Несовершенны, но интересны и фильмы следующего дня. «Белая белая ночь» Рамиля Салахутдинова — социальный и философский нуар. Бывший питерский опер, ныне — московский частный сыщик (Артем Цыпин) возвращается в родной город на исходе хмурой белой ночи, он ищет 19-летнего парня, уехавшего в СПб на концерт, да так и исчезнувшего без следа. Неторопливый фильм грешит вербальным резонерством: драматургически он построен как серия встреч детектива с фигурантами дела об исчезновении и призраками собственного прошлого, и в каждой слишком много говорится и проговаривается. Атмосфера города-морока, не отпускающего не только пропавшего юнца, но и следователя-перебежчика, могла бы быть и более зловещей, и более оригинальной. Но в целом Салахутдинов неплохо справляется с двумя фронтами — вечным и актуальным, скажем так. На первом герой пробует поймать личное утраченное время, заново почувствовать вкус и воздух прошлого: невозможно — и сыр сегодня делают пресный, и торты не те (подруга героя бросает важную фразу о «конфликте Пруста с бисквитом»), и зеркала дают трещину,«протираясь» от человеческих взглядов. На втором фронте — противостоять спецслужбам: выясняется, что разыскиваемый успел встрять в движение по защите памятников архитектуры, обладающее компроматом на крупных госчиновников. И здесь дела обстоят успешнее: это, конечно, мягкий, но меткий выпад в адрес «гэбни», а финальный кадр с вставшим на дыбы мостом — прямая ассоциация с проектом арт-группы «Война», фигурально поимевшей ФСБ членом, нарисованным на разведенном Литейном.

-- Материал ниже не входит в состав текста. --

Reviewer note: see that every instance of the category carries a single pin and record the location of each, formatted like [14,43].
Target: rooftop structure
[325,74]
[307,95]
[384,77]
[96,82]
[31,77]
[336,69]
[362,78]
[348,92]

Кадр из фильма «Спроси меня»
Кадр из фильма «Спроси меня»

Еще один конкурсант — «Спроси меня» Веры Харыбиной, эксперимент с неоднозначным результатом. Восемь интервью с реальными людьми (среди героев — армянин-дантист, радостно травящий анекдоты и байки о назойливых гаишниках, мещаночка-москвичка, мнящая себя эстеткой, интеллектуалкой и ценительницей театрального искусства, вежливый мигрант-бомбила, гордящийся участием своего деда в Великой Отечественной) — чистой воды фикция, игровое на сто процентов кино, лишь прикидывающееся вербатимом и доком. То ли стеб эпического масштаба, пародия на нудное документальное кино, то ли чистосердечная имитация нудного документального кино. Я в замешательстве, но это приятно.

Кадр из фильма «Подснежник»
Кадр из фильма «Подснежник»

А для чистого эксперимента, такого как фильмы дуэта ПРОВМЫЗА «Подснежник» и «Вечность», на «Кинотавре» среда, увы, не самая подходящая. Красивая кураторская мысль — представить три направления короткого метра: реклама, благотворительность, современное искусство — если и не разбилась о реальность, то изрядно пострадала. Сопоставить все три типа оказалось физически невозможно: программа короткометражек, снятых для благотворительных аукционов, и мини-ретроспектива ПРОВМЫЗЫ назначены на одно время. Желающих испытать на себе магию масштабных видеополотен Галины Мызниковой и Сергея Проворова на ночном сеансе нашлось немного. Может, и к лучшему: эти фильмы достойны большего, чем неадекватный хохоток каких-то кинорыночниковс одной стороны и бурчание престарелого бородатого критика, мол, «я этим вашим постмодернизмом переболел в молодости» — с другой.